While such decisions are expected to be developed in England,
the position will remain very different from that of France.
There, marriage contracts are recognised and fully enforceable,
but deal only with the determination of the ownership of the
assets.
As to cases where the assets do not exceed the parties’ reasonable
needs, the English court must give first consideration to the
children’s requirements.
In many cases this will continue to mean the wife receives more
than 50 per cent of the assets although White has assisted the
husband in seeking to retain capital at a future date when it
is no longer required for the children (eg by a charge on the
family home).
However, as far as maintenance is concerned (particularly for
young children) maintenance throughout the parties’ joint
lives, or until the wife remarries, is likely to continue to
be ordered, depending on the circumstances. The English court
will therefore continue to be seen as being ‘generous’ to
wives and, until there is a harmonisation of rules in the EC
regarding financial provision, the race to issue will continue.
Conclusion
While Brussels II has intended to harmonise jurisdiction throughout
the EU, one cannot ignore the significant differences between
its member states with regard to their laws, cultures and
court rules which have a huge impact on how each country
deals with
the financial consequences arising upon marriage breakdown.

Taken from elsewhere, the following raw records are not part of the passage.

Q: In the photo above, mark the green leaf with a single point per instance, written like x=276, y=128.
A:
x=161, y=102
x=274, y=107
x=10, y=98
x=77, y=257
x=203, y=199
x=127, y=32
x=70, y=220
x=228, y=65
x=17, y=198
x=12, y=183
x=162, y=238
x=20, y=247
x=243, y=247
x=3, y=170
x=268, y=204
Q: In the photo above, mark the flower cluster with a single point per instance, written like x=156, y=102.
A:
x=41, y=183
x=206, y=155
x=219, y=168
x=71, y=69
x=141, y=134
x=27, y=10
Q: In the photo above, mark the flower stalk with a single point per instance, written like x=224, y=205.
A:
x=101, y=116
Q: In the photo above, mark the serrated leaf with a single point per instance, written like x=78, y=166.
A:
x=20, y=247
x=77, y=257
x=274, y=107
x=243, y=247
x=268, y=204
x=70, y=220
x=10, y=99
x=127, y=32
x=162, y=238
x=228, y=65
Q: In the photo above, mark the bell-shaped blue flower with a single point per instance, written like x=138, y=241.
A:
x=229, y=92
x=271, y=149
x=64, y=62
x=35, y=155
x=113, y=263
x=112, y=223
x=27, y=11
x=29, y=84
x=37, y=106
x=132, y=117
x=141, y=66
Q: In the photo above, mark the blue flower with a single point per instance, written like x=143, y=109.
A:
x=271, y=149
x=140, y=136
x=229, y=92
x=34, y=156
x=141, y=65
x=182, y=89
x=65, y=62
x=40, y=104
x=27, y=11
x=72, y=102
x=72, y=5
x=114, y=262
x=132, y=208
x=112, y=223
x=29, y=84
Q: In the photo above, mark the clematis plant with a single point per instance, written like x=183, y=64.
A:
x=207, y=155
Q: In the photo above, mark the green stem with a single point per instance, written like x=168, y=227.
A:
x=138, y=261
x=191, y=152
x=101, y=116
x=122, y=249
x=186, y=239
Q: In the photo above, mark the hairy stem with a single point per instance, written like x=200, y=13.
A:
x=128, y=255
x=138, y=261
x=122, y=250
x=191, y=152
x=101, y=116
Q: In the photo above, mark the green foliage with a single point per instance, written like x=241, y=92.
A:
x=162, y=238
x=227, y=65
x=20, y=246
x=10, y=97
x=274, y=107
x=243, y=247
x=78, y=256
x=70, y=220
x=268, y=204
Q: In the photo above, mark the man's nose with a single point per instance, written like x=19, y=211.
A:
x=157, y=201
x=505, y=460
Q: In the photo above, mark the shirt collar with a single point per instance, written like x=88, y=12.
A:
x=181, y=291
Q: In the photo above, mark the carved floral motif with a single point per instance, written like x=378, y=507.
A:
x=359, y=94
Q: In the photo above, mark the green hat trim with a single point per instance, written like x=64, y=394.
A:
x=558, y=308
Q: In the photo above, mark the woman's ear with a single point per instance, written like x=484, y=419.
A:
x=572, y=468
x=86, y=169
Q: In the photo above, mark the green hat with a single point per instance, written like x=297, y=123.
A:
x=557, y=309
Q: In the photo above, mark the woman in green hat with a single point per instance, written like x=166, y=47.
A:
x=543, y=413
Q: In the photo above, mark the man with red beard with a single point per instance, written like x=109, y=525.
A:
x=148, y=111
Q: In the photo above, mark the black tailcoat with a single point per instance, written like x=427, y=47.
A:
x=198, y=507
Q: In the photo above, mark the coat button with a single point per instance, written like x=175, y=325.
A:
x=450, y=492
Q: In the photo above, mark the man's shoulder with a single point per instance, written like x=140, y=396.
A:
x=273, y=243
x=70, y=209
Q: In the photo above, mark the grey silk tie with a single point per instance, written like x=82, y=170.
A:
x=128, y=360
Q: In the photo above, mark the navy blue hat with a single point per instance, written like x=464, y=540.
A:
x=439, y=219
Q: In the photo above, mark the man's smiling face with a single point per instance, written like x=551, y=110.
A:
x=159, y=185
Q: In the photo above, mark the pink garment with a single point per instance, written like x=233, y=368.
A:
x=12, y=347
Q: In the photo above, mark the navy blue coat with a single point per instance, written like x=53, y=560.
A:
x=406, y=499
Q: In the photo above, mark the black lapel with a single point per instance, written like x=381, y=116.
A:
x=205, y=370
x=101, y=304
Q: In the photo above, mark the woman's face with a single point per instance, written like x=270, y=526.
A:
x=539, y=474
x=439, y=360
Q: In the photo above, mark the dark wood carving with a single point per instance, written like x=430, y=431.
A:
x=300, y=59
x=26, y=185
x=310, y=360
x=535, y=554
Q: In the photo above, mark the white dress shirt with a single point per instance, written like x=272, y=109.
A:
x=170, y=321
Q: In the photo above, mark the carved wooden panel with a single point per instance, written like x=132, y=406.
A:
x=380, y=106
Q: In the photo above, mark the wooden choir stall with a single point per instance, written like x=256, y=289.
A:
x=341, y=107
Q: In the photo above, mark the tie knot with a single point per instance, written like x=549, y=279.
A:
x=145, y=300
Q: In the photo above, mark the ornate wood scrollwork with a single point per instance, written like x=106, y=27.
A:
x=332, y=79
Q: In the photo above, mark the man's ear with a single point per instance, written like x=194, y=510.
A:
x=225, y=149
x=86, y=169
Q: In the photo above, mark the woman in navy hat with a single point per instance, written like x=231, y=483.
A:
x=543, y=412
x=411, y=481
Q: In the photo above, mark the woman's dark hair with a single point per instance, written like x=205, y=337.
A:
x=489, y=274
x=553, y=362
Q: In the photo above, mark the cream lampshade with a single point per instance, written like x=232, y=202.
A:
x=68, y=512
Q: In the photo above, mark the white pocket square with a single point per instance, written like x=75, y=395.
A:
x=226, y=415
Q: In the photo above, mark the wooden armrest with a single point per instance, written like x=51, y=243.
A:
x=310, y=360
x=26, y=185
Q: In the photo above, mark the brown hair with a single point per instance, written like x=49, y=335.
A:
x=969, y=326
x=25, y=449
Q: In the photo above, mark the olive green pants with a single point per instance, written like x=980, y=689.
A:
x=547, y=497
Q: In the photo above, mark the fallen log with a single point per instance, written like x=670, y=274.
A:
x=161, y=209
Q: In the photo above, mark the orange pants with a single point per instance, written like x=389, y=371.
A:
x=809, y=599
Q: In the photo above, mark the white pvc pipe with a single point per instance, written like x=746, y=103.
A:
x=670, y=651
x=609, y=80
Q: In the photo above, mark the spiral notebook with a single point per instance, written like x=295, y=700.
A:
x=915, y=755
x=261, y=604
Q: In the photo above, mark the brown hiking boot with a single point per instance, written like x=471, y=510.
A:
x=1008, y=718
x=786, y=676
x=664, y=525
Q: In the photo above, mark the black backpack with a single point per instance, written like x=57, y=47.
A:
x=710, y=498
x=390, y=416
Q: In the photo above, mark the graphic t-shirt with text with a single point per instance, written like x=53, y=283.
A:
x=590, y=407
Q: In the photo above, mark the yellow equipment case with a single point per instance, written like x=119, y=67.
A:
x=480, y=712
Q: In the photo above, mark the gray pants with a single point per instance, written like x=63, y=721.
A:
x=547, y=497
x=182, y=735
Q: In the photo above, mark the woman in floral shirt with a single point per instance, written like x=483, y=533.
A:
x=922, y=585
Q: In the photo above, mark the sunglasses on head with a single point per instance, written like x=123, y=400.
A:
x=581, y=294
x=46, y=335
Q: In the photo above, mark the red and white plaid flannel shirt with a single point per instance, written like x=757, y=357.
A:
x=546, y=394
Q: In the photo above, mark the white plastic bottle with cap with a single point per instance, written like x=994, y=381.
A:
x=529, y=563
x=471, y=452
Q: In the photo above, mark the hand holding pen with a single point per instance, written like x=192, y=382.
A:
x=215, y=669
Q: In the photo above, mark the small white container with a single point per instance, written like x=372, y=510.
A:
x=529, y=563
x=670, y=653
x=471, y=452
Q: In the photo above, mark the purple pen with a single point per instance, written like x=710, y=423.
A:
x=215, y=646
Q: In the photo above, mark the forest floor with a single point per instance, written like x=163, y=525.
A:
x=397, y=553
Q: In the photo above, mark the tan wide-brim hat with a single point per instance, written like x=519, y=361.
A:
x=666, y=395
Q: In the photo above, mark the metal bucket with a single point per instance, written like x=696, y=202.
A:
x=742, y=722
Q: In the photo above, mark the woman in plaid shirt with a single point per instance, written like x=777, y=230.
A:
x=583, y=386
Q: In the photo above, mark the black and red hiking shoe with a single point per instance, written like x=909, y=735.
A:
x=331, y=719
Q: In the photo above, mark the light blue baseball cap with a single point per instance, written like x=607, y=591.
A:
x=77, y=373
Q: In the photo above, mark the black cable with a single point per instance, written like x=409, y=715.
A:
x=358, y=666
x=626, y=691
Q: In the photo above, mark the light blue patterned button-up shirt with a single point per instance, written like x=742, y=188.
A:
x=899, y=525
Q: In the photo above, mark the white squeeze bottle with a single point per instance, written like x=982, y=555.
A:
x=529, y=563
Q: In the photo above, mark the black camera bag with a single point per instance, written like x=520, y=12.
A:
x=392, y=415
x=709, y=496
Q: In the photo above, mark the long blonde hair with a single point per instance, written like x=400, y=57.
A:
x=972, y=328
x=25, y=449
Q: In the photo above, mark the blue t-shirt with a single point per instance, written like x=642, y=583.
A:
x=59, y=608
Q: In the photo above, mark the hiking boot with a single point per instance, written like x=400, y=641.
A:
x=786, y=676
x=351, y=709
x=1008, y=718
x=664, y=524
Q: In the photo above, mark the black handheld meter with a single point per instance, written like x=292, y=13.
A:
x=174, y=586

English and French lawyers will therefore need to advise
clients very carefully (but quickly) as to whether to issue
proceedings
in France or England.
Pre-Nuptial agreements
- One area which is likely to be further
developed through judicial interpretation is where parties
have signed
a marriage contract,
or pre- or post-nuptial contract. As the courts now strive
to achieve equality, family lawyers believe the demand for
marriage contracts will rise. However, as a jurisdiction
which retains a wide discretion to deal with a couple’s
finances following a divorce, marriage contracts (unlike in
France)
are not enforceable and binding on an English court.
- While they are not binding, there
are ways to encourage the court to uphold the terms of such
an agreement. Provided
the
parties have given full and frank financial disclosure of their
respective positions before the marriage, each party has had
the opportunity of obtaining independent legal advice on the
contract, neither party is under duress to sign and the contract
is not being signed too close to the wedding itself, such contracts
will have considerable weight in any hearing, particularly
if the marriage has been dissolved after a short duration
and with
no children. Even with the existence of children, the court
has upheld the terms of pre-nuptial contracts.
- In K v K [2003] 1 FLR 120 the parties
(who had only been married for approximately a year) had
one child who lived with
Mrs K
following the separation. Mrs K (who was pregnant when she
signed the agreement and was found to have entered into it
willingly)
was held to the terms of the agreement, and was provided with
a £120,000 capital sum, notwithstanding that the husband
was worth around £25m. However the court allowed her
an extra sum, £1,200,000 for housing, to revert to Mr
K when the child had completed his education. Orders for periodical
payments were also made for the wife and child.